Her hypothesis is that the issue isn't the phone itself, it's the prolonged sitting. Modern toilets offer no pelvic floor support, so every minute you spend sitting on one, your tissue is under passive pressure. Do that once in a while and it's probably fine. Do it every day, multiple times a day, for years, and that cumulative pressure adds up.

"The smartphones distract us and hijack our brains the way they do in any other sphere," Pasricha says. If you are bringing your phone into the bathroom, she recommends setting "a two TikTok limit." The bathroom is definitely not the place to sit down and watch a full episode of TV.

5 tips to prevent & relieve hemorrhoids

Hemorrhoids are undoubtedly bothersome, but the good news is they can be dealt with simple, low-cost fixes at home. Here are five of Pasricha's top tips for people who struggle with hemorrhoids.

  • Raise your knees above your waist: Modern toilets are designed so you sit the same way you'd sit in a chair, which actually puts a slight kink in the colon. Elevating your feet on a stool straightens that angle, relaxes the muscle, and makes elimination significantly easier.

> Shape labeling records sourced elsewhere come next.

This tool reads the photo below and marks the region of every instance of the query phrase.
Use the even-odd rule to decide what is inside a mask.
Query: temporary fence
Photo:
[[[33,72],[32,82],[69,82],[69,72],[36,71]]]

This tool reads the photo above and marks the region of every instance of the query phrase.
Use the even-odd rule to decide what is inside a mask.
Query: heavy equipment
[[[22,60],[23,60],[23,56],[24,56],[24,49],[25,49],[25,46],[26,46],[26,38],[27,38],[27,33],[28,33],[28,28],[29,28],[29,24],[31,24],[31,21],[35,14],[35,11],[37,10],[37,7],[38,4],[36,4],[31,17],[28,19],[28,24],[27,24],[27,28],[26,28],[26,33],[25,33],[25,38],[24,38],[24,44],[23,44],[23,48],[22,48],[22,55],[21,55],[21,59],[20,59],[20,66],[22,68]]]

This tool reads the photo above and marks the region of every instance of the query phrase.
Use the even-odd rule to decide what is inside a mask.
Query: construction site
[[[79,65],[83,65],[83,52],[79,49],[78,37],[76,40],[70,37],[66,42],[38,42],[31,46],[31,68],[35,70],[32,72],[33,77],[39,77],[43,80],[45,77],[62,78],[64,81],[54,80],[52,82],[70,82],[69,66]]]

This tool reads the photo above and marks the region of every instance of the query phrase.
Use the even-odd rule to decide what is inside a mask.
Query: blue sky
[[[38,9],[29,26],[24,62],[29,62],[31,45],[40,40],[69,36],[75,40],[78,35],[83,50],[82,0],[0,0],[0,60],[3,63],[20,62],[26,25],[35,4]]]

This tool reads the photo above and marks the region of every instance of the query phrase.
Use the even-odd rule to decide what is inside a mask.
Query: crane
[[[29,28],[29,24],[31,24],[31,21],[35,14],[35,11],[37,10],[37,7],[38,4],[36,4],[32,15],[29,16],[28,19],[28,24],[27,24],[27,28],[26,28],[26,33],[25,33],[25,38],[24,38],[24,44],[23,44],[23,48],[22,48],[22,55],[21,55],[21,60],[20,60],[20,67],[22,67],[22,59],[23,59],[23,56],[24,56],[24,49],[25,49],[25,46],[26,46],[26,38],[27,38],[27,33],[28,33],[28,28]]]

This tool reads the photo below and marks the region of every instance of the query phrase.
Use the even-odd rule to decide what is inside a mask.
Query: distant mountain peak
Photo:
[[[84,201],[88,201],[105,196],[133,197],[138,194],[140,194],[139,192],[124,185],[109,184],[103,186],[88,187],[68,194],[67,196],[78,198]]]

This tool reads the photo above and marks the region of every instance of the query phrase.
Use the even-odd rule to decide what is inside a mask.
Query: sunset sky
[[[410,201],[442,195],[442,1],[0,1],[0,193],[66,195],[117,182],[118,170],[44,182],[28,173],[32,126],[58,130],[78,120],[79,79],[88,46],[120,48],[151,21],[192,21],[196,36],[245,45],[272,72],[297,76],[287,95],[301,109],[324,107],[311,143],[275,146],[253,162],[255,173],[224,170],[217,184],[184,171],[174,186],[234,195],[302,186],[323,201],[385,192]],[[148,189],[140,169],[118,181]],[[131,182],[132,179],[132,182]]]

Pasricha says studies have tested this switch1, and even people without hemorrhoids are impressed by the difference it makes in the pooping experience.
  • Stick to the five-minute rule: Set a limit on how long you spend on the toilet. If nothing is happening after a few minutes, get up and try again later. Sitting and waiting, especially while scrolling, compounds the passive pressure on hemorrhoidal tissue. Gut health experts have a few evidence-backed tricks worth knowing.
  • Increase your fiber intake: Most Americans fall well short of recommended fiber goals. Pasricha recommends spreading fiber throughout the day, starting with a high-fiber breakfast, and supplementing with psyllium husk, which she notes has been well-studied for its effects on stool consistency, cholesterol, and the gut microbiome2. Loading up on fiber-rich foods is one of the most impactful changes you can make for your digestive health overall.
  • Consider a bidet: "I became a bidet believer a long time ago," Pasricha says, "and I recommend bidets in my practice to literally almost everyone." The tissue around the anal sphincter is more delicate than most people realize. Repeated wiping, especially with dry toilet paper, can cause micro-abrasions and irritation. A bidet eliminates that friction entirely. For those worried about cost, Pasricha says a $30 nozzle from a hardware stores will do just fine.
  • Limit straining: If you're not ready to go, don't force it. Straining is the primary mechanical driver of hemorrhoid development, and no amount of fiber or footstools will fully offset the damage from chronic straining.

The takeaway

Most hemorrhoid symptoms are the cumulative result of years of small, fixable behaviors. The habits that protect you aren't complicated or expensive. An inconspicuously placed footstool, some extra fiber added to your meals, and a two-TikTok limit on bathroom screen time can make a world of difference. Start with one change, and your future self will thank you.